Si la tendance se maintient, en 10 ans, le quart de la clientèle des cégeps de langue française de Montréal sera perdu ; en 20 ans, la moitié. Il existe deux façons d’inverser cette tendance dans les inscriptions : 1) rendre les cégeps « français » le plus anglophone possible de façon à augmenter leur « attrait » ou 2) étendre les clauses scolaires de la Loi 101 au niveau collégial.
La première « solution » signifie à terme l’effondrement du système d’éducation postsecondaire de langue française au Québec.

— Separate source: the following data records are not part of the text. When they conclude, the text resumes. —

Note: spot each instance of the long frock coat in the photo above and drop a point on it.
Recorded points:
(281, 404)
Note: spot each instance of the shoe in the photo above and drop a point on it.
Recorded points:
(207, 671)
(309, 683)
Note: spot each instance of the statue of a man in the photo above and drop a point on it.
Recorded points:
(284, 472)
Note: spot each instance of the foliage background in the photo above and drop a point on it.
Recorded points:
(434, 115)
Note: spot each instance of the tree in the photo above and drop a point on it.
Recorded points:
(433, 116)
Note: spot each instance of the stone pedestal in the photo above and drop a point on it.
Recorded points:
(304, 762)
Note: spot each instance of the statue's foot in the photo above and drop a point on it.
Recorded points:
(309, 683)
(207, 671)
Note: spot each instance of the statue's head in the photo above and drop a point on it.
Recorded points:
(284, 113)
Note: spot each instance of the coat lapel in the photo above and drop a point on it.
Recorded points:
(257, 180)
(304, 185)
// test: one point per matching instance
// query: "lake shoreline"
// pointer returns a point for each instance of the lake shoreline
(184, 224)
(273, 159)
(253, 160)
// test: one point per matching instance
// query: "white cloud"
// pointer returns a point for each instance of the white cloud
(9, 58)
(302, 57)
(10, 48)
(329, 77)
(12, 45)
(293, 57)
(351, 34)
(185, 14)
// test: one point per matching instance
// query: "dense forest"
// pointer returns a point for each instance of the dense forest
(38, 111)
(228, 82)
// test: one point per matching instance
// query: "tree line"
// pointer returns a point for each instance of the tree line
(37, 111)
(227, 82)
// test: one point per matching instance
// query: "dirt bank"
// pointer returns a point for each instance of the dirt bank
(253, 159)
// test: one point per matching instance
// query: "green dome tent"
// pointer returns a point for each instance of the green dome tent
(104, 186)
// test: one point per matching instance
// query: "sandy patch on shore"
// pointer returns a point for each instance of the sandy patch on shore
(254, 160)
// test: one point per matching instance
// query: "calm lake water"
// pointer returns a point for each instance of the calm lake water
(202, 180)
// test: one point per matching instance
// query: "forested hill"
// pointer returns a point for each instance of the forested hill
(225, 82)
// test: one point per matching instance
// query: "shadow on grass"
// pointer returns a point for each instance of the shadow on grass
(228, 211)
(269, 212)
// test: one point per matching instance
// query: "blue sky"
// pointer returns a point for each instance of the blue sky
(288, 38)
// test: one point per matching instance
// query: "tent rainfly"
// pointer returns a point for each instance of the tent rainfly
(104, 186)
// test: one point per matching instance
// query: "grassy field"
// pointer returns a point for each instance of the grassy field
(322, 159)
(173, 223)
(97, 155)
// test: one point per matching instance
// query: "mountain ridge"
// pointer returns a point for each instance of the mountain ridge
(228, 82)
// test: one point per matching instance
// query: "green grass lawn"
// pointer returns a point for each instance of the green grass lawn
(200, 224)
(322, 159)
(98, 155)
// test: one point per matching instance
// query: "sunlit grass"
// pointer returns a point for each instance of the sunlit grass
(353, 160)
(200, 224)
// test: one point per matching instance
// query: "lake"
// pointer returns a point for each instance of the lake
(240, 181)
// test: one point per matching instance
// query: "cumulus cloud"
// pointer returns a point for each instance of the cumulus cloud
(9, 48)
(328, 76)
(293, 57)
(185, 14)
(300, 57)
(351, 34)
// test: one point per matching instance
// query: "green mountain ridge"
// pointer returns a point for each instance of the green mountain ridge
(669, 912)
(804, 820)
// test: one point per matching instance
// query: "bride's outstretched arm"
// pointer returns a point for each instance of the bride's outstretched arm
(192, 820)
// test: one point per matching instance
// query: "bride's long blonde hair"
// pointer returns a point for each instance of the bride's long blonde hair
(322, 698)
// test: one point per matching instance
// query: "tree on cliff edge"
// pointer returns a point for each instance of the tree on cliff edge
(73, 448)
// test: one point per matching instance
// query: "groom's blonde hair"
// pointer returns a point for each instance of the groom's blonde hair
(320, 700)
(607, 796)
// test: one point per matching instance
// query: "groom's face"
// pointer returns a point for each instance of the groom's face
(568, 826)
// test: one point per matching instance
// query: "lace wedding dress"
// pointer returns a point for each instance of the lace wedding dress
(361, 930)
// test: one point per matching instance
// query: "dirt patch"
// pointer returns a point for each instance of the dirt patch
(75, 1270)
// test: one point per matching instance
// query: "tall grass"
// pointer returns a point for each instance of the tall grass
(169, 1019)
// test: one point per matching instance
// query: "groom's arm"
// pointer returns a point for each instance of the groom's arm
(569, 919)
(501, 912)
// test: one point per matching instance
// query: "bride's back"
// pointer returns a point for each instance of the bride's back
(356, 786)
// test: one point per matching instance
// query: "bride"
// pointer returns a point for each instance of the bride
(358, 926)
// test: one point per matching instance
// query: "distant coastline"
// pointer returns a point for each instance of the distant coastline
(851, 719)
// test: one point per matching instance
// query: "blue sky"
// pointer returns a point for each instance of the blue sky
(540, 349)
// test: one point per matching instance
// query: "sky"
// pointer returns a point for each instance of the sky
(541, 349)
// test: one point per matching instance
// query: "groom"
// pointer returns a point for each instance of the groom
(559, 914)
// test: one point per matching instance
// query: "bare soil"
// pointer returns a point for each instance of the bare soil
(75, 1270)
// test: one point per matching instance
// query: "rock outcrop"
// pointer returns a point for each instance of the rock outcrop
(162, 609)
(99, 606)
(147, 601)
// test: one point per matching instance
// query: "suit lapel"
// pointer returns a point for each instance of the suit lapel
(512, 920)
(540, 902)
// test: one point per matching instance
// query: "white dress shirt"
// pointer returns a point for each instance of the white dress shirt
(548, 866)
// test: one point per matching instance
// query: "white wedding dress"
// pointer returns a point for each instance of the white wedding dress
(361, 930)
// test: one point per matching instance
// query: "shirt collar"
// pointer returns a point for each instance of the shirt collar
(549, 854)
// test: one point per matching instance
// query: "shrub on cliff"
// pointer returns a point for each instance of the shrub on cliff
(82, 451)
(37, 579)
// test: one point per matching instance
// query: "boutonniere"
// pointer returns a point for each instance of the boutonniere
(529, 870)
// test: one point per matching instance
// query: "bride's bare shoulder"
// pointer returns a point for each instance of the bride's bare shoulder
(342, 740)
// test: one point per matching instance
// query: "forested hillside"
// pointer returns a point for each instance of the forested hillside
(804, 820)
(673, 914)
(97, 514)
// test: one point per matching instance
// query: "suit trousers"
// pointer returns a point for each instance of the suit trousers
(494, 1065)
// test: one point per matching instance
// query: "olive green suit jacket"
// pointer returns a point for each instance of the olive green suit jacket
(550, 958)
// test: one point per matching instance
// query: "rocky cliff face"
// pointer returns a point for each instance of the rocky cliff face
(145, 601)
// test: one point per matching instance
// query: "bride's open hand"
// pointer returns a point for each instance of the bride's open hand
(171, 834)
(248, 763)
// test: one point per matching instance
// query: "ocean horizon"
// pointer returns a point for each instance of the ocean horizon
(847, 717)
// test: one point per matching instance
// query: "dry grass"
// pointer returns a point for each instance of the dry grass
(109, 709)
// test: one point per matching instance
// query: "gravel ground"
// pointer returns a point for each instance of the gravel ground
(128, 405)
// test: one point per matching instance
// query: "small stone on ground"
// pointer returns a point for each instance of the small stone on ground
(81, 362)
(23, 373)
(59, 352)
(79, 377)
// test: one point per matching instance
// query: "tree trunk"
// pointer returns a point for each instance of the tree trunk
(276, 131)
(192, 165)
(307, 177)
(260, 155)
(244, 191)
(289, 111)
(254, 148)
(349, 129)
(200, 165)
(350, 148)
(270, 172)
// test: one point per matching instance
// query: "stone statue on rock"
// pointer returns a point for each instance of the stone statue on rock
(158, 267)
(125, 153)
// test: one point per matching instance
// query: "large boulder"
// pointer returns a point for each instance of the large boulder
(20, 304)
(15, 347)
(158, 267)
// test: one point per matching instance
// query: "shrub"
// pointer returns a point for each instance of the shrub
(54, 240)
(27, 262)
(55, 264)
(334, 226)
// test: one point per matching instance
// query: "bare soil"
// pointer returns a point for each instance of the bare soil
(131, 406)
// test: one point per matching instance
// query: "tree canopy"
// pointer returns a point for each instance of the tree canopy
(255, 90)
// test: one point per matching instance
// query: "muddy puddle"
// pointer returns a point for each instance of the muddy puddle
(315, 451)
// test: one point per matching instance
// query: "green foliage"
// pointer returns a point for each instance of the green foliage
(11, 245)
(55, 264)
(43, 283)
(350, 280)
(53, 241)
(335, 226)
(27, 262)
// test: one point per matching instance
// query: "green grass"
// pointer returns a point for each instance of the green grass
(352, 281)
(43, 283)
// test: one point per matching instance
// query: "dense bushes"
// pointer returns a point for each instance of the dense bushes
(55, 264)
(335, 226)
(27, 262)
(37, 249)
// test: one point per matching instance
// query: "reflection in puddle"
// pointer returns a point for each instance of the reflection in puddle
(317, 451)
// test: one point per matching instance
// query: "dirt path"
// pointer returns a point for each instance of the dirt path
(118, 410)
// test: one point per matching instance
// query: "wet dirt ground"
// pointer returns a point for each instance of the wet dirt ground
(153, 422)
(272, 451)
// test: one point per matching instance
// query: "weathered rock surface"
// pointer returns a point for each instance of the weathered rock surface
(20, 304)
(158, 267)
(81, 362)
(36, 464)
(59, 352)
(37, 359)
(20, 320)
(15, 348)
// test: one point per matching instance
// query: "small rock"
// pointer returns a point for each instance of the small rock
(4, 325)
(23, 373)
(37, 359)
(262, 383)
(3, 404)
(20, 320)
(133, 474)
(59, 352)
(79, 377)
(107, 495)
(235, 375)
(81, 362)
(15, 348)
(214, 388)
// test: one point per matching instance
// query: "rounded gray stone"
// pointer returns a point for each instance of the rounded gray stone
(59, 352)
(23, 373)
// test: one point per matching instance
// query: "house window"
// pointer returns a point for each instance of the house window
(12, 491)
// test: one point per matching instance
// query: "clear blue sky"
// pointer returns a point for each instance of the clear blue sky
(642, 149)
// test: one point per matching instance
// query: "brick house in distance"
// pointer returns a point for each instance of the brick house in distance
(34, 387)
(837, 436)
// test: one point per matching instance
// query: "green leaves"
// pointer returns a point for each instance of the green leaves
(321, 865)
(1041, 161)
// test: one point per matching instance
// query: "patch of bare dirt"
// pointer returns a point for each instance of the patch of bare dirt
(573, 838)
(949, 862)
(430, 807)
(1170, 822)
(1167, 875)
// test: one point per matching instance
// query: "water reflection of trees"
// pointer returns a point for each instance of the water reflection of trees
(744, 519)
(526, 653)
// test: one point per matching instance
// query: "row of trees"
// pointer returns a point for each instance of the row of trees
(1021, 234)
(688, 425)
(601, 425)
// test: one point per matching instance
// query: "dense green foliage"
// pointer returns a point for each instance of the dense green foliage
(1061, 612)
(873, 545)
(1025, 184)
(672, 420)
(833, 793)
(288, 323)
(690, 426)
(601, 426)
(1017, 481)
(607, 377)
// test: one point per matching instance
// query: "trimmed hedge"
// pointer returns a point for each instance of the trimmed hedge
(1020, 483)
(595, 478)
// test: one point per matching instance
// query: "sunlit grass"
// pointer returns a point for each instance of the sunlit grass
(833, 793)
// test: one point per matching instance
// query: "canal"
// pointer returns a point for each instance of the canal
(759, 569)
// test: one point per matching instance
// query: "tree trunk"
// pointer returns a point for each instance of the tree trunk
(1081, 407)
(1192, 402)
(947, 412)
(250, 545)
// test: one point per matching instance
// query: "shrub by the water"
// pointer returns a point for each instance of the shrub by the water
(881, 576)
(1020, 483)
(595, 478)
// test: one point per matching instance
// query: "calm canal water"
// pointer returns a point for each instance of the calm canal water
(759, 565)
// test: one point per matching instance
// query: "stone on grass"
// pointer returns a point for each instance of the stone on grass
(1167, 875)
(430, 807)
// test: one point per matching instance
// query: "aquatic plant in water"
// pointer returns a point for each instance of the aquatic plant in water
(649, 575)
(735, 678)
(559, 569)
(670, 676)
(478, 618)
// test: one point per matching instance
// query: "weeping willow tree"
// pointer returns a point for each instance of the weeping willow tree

Car, enfin, si on parvient à hausser les inscriptions dans les cégeps « francophones » en les anglicisant, on vient tout de même de changer la nature de ces dernières !

La deuxième solution est la seule qui puisse assurer la pérennité du réseau postsecondaire français au Québec. Précisons qu’il faudrait non seulement étendre les clauses scolaires de la Loi 101 au cégep, mais il faudrait aussi du même coup que les cégeps francophones soient tenus d’enseigner…. en français. Il faut pour cela appliquer au niveau collégial l’article de la loi sur l’instruction publique, qui spécifie que la langue d’enseignement au primaire et au secondaire dans les écoles françaises est bien le français. 

Cependant, cette deuxième solution n’est pas celle qui est actuellement privilégiée par notre élite politique, qui a clairement choisi la démission comme politique linguistique. Ce choix de la démission collective ne garantit cependant aucunement le maintien du « statu quo », comme l’imaginent certains, mais est plutôt en train de sceller le sort des cégeps de langue française à Montréal.